L’Équipe News
Lors de sa participation au Sommet des dirigeants de la COP30 à Belém, au Brésil, la ministre de la Transition énergétique et du Développement durable, Leila Benali, a appelé à la mise en place d’un nouveau pacte fiduciaire pour le climat qui relancerait la dynamique multilatérale sur les questions environnementales et l’action climatique mondiale.
Lors de son intervention à la session de haut niveau organisée sous le thème « Dix ans après l’Accord de Paris : contributions déterminées au niveau national et financement climatique », la ministre a exprimé sa gratitude au président brésilien Luiz Inácio Lula da Silva et au secrétaire général de l’ONU António Guterres, soulignant que ce dialogue se déroule « à un moment très opportun » et saluant la participation du Maroc à ce sommet international majeur.
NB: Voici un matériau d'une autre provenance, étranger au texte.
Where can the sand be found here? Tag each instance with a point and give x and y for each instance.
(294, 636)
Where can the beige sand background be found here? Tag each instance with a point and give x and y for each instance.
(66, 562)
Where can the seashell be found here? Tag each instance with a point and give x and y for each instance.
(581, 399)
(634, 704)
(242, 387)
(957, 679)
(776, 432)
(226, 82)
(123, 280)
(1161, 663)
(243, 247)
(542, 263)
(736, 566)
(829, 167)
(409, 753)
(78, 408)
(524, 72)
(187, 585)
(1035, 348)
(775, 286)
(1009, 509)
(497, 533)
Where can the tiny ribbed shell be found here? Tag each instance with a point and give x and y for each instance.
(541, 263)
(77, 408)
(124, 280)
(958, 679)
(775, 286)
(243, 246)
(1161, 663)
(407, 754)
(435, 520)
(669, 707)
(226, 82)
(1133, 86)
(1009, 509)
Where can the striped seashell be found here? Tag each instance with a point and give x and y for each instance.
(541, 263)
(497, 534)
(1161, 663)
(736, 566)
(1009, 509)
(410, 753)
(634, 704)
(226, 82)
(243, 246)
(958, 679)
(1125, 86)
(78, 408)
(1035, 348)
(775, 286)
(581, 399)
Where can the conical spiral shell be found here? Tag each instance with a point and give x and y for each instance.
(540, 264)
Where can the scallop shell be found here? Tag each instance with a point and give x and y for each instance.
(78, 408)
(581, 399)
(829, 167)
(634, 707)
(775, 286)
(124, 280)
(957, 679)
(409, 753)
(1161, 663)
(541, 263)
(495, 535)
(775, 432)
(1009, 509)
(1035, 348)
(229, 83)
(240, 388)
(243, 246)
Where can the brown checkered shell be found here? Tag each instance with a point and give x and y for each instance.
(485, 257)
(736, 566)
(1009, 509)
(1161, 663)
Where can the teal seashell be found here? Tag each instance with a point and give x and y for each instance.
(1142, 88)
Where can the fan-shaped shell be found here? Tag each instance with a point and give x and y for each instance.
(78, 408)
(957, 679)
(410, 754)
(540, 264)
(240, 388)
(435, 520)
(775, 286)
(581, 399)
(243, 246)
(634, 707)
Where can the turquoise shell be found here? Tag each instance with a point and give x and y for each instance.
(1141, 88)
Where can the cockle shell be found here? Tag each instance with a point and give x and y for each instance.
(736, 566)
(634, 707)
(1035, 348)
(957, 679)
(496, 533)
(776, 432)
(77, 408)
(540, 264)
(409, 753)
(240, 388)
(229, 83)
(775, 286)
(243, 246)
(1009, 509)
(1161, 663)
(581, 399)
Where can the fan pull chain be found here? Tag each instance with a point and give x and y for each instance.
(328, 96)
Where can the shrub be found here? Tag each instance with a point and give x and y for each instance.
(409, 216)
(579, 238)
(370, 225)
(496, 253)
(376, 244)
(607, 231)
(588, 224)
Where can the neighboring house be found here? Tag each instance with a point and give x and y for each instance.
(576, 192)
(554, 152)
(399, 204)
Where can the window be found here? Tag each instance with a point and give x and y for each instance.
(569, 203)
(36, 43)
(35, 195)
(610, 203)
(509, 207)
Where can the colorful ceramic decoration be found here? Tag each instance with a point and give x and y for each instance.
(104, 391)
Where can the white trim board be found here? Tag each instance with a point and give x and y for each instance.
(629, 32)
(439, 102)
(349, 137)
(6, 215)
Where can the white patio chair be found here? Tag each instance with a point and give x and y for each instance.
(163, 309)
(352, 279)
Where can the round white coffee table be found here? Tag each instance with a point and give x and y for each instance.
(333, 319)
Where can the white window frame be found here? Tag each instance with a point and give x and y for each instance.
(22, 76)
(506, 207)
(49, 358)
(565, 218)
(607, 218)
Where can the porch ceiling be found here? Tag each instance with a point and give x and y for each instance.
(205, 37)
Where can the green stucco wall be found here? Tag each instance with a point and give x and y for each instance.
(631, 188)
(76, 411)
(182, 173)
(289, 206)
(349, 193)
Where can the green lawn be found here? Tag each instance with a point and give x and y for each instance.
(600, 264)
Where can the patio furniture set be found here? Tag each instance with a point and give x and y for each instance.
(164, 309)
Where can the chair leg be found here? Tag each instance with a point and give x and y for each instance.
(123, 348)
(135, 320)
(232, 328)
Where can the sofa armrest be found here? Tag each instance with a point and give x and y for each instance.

Benali a souligné que la Conférence des Parties aux changements climatiques demeure « le cadre le plus important et le plus légitime pour une action collective en matière de climat », malgré les défis et les frustrations auxquels elle est confrontée, insistant sur le fait que la COP30 doit démontrer que le véritable multilatéralisme repose sur la responsabilité partagée, la solidarité et le maintien de la paix et de la sécurité internationales.
Dans ce contexte, le représentant du gouvernement a estimé que le rétablissement de la confiance dans le système climatique international passe par la réalisation de deux priorités fondamentales : élargir le champ d’application du financement climatique grâce à une feuille de route claire qui s’étend de Bakou à Belm, et fournir des contributions nationales ambitieuses qui lient l’action climatique à des projets d’adaptation concrets et mesurables, qui contribuent à sauver des vies, à lutter contre la pauvreté et à protéger les groupes vulnérables.
Le ministre a souligné qu’une grande partie des 100 milliards de dollars de financement promis au niveau international se présentait sous forme de prêts non concessionnels, ce qui a aggravé la crise de la dette et affaibli la confiance dans le système mondial de financement climatique, tout en saluant les réformes en cours au sein des institutions financières internationales visant à mobiliser des capitaux et à renforcer les systèmes nationaux de financement climatique.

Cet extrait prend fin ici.